So then you say, "Okay, what happens in a cell culture?" That's how they claim to see viruses. They take a culture of monkey kidney cells. They put unpurified material on it - meaning not an isolated virus - like mucus or bronchial fluid or feces, something they haven't actually checked for a virus. They add that to the culture along with fetal bovine serum and trypsin, and they take away the nutrients. Then the culture breaks down and they see a bunch of particles. That's what happens. Then they claim that those particles are the viruses, and that they replicated, which is why you see so many of them.
The problem with that claim is that if you start with no sample from anybody who's sick that could have a virus, and you do all the other steps - kidney culture, take away the nutrients, put in the antibiotics, put in the chemicals, the serums - it also breaks down.

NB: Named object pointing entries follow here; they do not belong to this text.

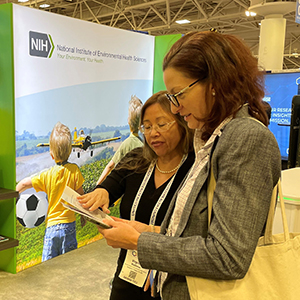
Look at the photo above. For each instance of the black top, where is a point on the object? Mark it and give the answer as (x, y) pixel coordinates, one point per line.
(126, 183)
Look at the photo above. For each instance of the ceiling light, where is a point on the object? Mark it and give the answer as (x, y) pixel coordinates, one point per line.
(45, 5)
(185, 21)
(250, 13)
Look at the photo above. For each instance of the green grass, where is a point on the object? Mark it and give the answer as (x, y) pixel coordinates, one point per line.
(29, 251)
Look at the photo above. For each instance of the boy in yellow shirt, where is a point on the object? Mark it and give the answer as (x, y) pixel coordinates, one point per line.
(60, 234)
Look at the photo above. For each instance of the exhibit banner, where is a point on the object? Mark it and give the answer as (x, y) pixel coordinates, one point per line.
(80, 74)
(280, 90)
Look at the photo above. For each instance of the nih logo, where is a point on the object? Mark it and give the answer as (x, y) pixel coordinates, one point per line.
(40, 44)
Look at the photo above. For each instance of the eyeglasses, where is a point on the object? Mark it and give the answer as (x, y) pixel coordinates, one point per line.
(173, 98)
(161, 127)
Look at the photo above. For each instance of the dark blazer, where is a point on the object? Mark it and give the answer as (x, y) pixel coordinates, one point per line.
(247, 164)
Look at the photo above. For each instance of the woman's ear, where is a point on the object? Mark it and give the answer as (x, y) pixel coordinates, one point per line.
(213, 92)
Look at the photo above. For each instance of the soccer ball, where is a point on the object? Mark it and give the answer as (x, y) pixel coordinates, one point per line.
(31, 210)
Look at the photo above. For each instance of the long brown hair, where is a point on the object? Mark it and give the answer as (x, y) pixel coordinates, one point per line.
(226, 64)
(138, 160)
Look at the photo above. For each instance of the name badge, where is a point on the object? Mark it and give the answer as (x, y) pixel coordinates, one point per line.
(132, 271)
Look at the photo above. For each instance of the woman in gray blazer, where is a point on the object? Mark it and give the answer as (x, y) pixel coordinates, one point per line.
(214, 82)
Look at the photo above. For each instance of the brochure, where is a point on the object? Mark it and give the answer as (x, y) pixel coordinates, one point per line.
(96, 217)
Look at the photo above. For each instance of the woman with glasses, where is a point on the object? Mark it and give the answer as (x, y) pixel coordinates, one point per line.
(214, 82)
(146, 178)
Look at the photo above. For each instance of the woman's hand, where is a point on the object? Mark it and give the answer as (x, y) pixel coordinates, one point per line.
(95, 199)
(121, 235)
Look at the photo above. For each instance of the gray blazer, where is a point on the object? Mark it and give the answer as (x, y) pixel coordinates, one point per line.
(247, 164)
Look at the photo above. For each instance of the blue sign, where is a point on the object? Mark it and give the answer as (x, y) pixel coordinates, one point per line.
(280, 90)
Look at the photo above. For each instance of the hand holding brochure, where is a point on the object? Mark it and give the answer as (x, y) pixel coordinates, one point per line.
(97, 216)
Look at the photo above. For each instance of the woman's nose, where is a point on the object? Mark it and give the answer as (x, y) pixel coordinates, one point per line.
(154, 131)
(175, 109)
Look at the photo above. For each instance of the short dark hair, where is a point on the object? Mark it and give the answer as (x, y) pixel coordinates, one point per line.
(227, 64)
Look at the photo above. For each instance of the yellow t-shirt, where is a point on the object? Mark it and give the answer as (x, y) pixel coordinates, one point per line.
(53, 182)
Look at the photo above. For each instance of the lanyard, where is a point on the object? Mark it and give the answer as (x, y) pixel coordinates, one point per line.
(161, 198)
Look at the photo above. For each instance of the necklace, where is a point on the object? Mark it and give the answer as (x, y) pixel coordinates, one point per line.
(167, 172)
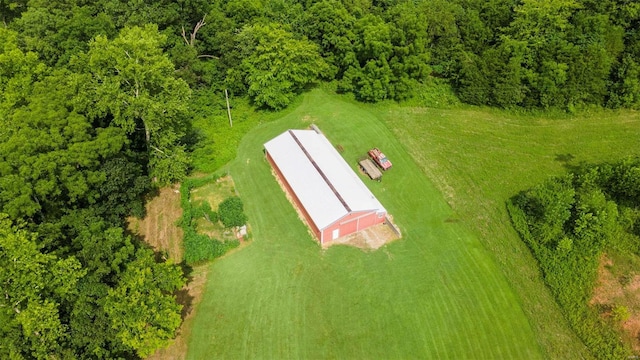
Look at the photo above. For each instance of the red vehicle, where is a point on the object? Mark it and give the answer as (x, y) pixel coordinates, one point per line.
(379, 158)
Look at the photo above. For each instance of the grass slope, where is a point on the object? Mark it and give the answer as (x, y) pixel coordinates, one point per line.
(437, 293)
(480, 158)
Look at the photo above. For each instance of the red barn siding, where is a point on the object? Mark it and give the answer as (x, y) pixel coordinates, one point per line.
(351, 223)
(348, 224)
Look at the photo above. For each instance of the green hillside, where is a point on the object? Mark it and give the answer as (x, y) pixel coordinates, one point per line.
(437, 293)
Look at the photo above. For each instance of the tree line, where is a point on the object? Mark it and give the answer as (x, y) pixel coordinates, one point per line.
(568, 222)
(96, 111)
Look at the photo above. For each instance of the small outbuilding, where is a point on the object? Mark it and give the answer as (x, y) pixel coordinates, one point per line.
(328, 193)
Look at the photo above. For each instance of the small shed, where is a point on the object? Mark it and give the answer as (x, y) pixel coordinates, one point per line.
(370, 169)
(327, 192)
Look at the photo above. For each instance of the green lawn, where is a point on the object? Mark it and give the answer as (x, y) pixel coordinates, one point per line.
(436, 293)
(480, 158)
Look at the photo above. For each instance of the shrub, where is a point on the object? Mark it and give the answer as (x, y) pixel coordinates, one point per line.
(231, 212)
(199, 247)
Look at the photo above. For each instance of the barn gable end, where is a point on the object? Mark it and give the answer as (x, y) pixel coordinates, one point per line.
(328, 193)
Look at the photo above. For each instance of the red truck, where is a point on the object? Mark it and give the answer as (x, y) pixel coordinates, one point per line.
(379, 158)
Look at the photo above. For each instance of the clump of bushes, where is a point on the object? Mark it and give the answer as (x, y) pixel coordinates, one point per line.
(231, 212)
(568, 222)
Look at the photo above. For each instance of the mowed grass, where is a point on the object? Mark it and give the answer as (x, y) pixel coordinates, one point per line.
(436, 293)
(480, 158)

And you see the same particles, proving that those particles didn't replicate and that the pictures of those particles are not viral particles. They're the normal breakdown of monkey kidney cell culture given those conditions.
And there have been paper after paper showing with SARS-CoV-2, they take pictures of it showing it budding off the cells, which is what they call replication. So you see cell membranes, and you see these particles - you don't see them emerging because that would be a dynamic, that would be a video. You just see them attached to the cell membrane. And then they show you the same from kidney biopsies from the 1990s from kidney cancer - same pictures, same budding off the membrane, exact same pictures, same spike proteins and everything. And nobody can tell the difference.
So these are not proof that they're viruses. They're just what happens when various tissues die. And because they don't do proper controls, they miss it.
Follow-up: Could you talk a little bit about exosomes, which takes us sort of outside of cellular debris and into cellular communication?
Dr. Cowan: I mean, some people think they're real. I think it's just debris. I think the exosome thing was something that we went down that path as a "Well, it's got to be something." But it's not. All you see is cell cultures breaking down. Or you do a biopsy of a lung cancer, and you see cancer tissue breaking down, and you see these particles. All you see is debris. You don't see anything communicating. I don't buy that anymore.
That was to make us feel better. "It can't be just total bullshit." But it is. It's total bullshit.
Question 6: You've mentioned that improving the terrain naturally shifts the microbiome without needing probiotic supplements. Can you elaborate on pleomorphism - are bacteria literally changing form based on conditions, or is it more about different organisms arising from the same terrain? What observations or evidence convinced you this is real?
Dr. Cowan: The essence of the question is: we're told that bacteria are separate species, right? You got strep, and it's always strep, and staph, and it's always staph, and enterococcus is a different one, and they don't change, and they don't become fungus, and they don't become somatids or anything like that. And a number of people using good microscopes have seen that that's not the case. They've seen them changing one into another.
And they've done good enough experiments to convince me that there was no fungus in this culture or in this thing they were observing, and it had to have been a transformation from the bacteria. Now that is very heretical, because in normal science - it's like, "Tom, are you saying giraffes become monkeys?" Well, no, but caterpillars become butterflies, and tadpoles become frogs. So it's not that unusual for species to have different forms. And we misinterpret that as thinking these are separate species with no connection.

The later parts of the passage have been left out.